Тринадцать месяцев в Биркенау означали две холодные зимы и удушающе жаркое лето континентальной Европы. И весну, которая, несмотря на цветы, распустившиеся на лугах, окружавших лагерь и удобренных человеческим пеплом, не могла вселить никакой надежды. И наконец, осень с острым запахом смерти, возвращением холодов и полным отсутствием будущего.

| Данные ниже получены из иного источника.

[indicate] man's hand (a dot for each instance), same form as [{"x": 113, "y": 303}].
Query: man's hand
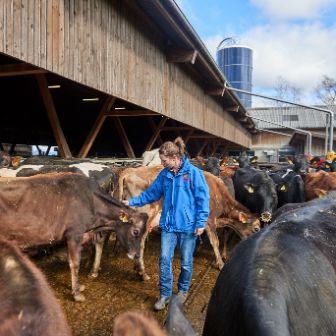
[{"x": 198, "y": 231}]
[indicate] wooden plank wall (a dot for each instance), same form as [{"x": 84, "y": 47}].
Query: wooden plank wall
[{"x": 98, "y": 43}]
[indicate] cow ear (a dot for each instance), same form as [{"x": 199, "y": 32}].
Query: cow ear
[
  {"x": 320, "y": 192},
  {"x": 249, "y": 187},
  {"x": 283, "y": 187},
  {"x": 243, "y": 217},
  {"x": 123, "y": 216},
  {"x": 289, "y": 160}
]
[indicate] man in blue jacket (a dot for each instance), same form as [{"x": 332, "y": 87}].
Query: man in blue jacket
[{"x": 184, "y": 214}]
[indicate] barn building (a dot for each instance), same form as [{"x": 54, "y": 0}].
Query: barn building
[
  {"x": 102, "y": 78},
  {"x": 275, "y": 140}
]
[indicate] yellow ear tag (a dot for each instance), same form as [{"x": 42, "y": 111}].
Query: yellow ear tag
[
  {"x": 250, "y": 190},
  {"x": 123, "y": 217},
  {"x": 242, "y": 218},
  {"x": 283, "y": 188}
]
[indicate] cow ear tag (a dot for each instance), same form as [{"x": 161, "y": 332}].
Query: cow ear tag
[
  {"x": 249, "y": 188},
  {"x": 242, "y": 218},
  {"x": 320, "y": 192},
  {"x": 123, "y": 217}
]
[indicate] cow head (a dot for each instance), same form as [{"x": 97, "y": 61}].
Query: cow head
[
  {"x": 264, "y": 194},
  {"x": 130, "y": 229},
  {"x": 5, "y": 160}
]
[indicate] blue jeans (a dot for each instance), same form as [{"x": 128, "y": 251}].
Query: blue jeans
[{"x": 186, "y": 243}]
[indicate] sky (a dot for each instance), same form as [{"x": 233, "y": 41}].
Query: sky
[{"x": 292, "y": 39}]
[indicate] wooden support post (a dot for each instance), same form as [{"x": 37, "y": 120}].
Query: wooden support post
[
  {"x": 124, "y": 138},
  {"x": 202, "y": 148},
  {"x": 53, "y": 118},
  {"x": 11, "y": 149},
  {"x": 96, "y": 127},
  {"x": 188, "y": 136},
  {"x": 156, "y": 133},
  {"x": 153, "y": 127}
]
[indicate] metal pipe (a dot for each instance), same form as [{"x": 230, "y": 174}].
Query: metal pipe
[
  {"x": 329, "y": 112},
  {"x": 275, "y": 132},
  {"x": 309, "y": 134}
]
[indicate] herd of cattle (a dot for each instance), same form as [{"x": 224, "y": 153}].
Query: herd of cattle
[{"x": 279, "y": 281}]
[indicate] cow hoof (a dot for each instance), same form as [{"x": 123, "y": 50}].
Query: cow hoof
[
  {"x": 93, "y": 275},
  {"x": 79, "y": 297},
  {"x": 145, "y": 277}
]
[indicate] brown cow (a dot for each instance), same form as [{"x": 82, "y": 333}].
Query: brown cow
[
  {"x": 319, "y": 183},
  {"x": 46, "y": 208},
  {"x": 27, "y": 304},
  {"x": 224, "y": 210}
]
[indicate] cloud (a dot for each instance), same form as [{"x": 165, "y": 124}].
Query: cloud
[
  {"x": 293, "y": 9},
  {"x": 301, "y": 54}
]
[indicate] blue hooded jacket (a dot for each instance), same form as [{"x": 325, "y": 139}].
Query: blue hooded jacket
[{"x": 186, "y": 198}]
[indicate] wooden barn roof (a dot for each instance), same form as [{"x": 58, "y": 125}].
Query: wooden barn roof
[{"x": 148, "y": 75}]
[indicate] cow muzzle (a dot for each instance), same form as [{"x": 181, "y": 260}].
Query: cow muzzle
[
  {"x": 266, "y": 217},
  {"x": 131, "y": 255}
]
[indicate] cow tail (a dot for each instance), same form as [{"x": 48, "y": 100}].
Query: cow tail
[{"x": 121, "y": 186}]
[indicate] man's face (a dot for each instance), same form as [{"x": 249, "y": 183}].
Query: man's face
[{"x": 169, "y": 162}]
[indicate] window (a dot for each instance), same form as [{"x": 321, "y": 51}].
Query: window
[{"x": 290, "y": 117}]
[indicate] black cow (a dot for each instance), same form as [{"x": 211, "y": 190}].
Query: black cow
[
  {"x": 282, "y": 280},
  {"x": 27, "y": 304},
  {"x": 212, "y": 165},
  {"x": 289, "y": 182},
  {"x": 256, "y": 190}
]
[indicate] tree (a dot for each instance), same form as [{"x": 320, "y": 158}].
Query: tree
[
  {"x": 326, "y": 91},
  {"x": 286, "y": 91}
]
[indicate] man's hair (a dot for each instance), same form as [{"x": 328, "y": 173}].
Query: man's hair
[{"x": 170, "y": 148}]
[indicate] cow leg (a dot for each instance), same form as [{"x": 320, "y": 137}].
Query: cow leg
[
  {"x": 213, "y": 238},
  {"x": 226, "y": 235},
  {"x": 74, "y": 252},
  {"x": 100, "y": 240},
  {"x": 139, "y": 264}
]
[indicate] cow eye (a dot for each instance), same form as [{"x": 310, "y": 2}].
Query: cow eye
[{"x": 136, "y": 232}]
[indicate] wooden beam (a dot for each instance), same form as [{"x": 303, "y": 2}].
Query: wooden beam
[
  {"x": 202, "y": 148},
  {"x": 156, "y": 133},
  {"x": 176, "y": 55},
  {"x": 53, "y": 118},
  {"x": 219, "y": 91},
  {"x": 19, "y": 69},
  {"x": 130, "y": 113},
  {"x": 177, "y": 28},
  {"x": 176, "y": 128},
  {"x": 187, "y": 137},
  {"x": 202, "y": 136},
  {"x": 231, "y": 108},
  {"x": 124, "y": 138},
  {"x": 96, "y": 127},
  {"x": 153, "y": 127}
]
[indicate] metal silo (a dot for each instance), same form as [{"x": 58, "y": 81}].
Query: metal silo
[{"x": 235, "y": 61}]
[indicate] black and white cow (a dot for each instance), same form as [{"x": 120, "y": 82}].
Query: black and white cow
[{"x": 103, "y": 174}]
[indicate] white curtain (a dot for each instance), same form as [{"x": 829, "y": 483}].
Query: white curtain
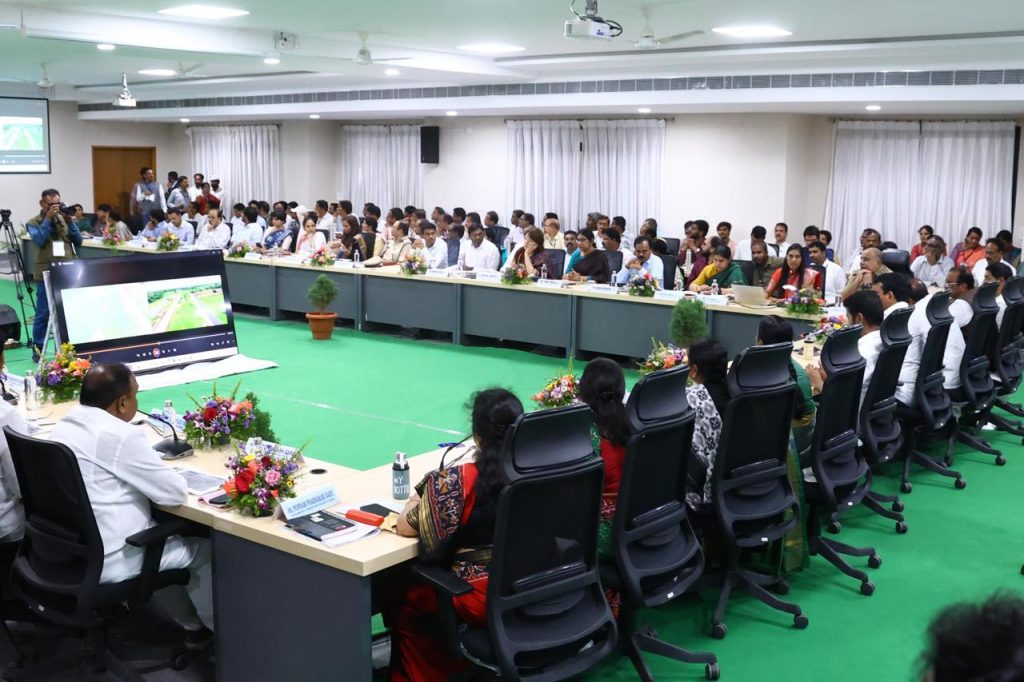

Я никак не могла понять, откуда берутся мамины луковицы, хотя потом и начала догадываться. В Биркенау овощи не выращивали. Но мама была женщина молодая и здоровая, и ее каждый день увозили за пределы лагеря, за печи крематория, углублять русло реки. Узников в худшем, чем она, состоянии заставляли чинить плотины вдоль реки, чистить пруды, срезать камыш и тростник, росший вокруг. Из деревни Хармеже, неподалеку от лагеря, нацисты вывезли всех жителей, чтобы построить на этом месте факторию, на которой выращивали бы кур на прокорм эсэсовцам. Некоторым узникам удавалось кое-что украсть. Но я думаю, что луковицы моей мамы имели другое происхождение: их приносили поляки из окрестных деревень. Ясное дело, она мне про это не говорила. Тайком отдавая мне добычу, она только коротко бросала: «Возьми». Я послушно их забирала и ни о чем не спрашивала. Постепенно, с ужесточением военных действий, она приходила – вернее, приползала – все реже. И ее тихий шепот в самое ухо, когда она старалась, чтобы никто ее не услышал, тоже раздавался все реже. Она все время по нескольку раз просила меня повторять, как меня зовут, сколько мне лет, откуда я попала в лагерь. Она хотела, чтобы я выучила все это наизусть, на случай, если ее не будет рядом. Чтобы я сама знала, кто я, откуда родом, чтобы не забывала мать, которая произвела меня на свет и качала меня на руках, целовала и очень любила. Чтобы я могла об этом рассказать всем, кто встретится мне в жизни. Меня зовут Людмила, Люда для близких, мне пять лет, я родом из Белоруссии, из Витебской области, что граничит с Польшей. Я повторяла это до бесконечности, пока не вышла из лагеря. Мама обещала, что рано или поздно вызволит меня отсюда. Что скоро все кончится, и мы вернемся в наши родные леса, на нашу землю, в любимую деревню. Но дни шли за днями, и ничего не менялось. Раз за разом повторялась сцена, которую мы пережили: депортированных разделяли на две шеренги, и большинство из них шли умирать, а меньшинство оставались в живых. Тех, кто отважился протестовать, казнили на месте. Немцев мы считали просто животными. Всего лишь животными. Случалось, что они ставили нас напротив и заставляли раздеваться догола. Всех – и детей, и мужчин, и женщин. Они не догадывались, что нам не стыдно. Перед животными стыдиться нечего. И нам было все равно, голые мы или одетые.
Когда мама возвращалась в свой барак, я замыкалась в себе, как в скорлупе. Мой мир был соткан из тишины, и я быстро поняла, что это единственный способ ответить мучителям. Молчание – единственная возможность выжить. Никто мне ничего не объяснял, я понимала это инстинктивно. В лагере у меня не было ни учителей, ни друзей. У меня вообще ничего не было. Только я и инстинкт. Я молчала, когда по моим ногам бегала мышь в поисках еды. Когда мальчик, лежавший рядом со мной, вдруг захрипел в ночной тьме и умер. Когда меня кусали блохи и клещи. Когда приходили эсэсовцы, чтобы забрать меня и увести к Менгеле. Чтобы не умереть, я старалась исчезнуть, растворившись в этом молчании. Я молчала даже перед мамой. Она изо всех сил пыталась казаться спокойной, но в глазах у нее светилось отчаяние. Но я не хотела показаться слабой даже перед этими глазами. Не хотела, чтобы она страдала из-за меня. Да и сама не хотела страдать.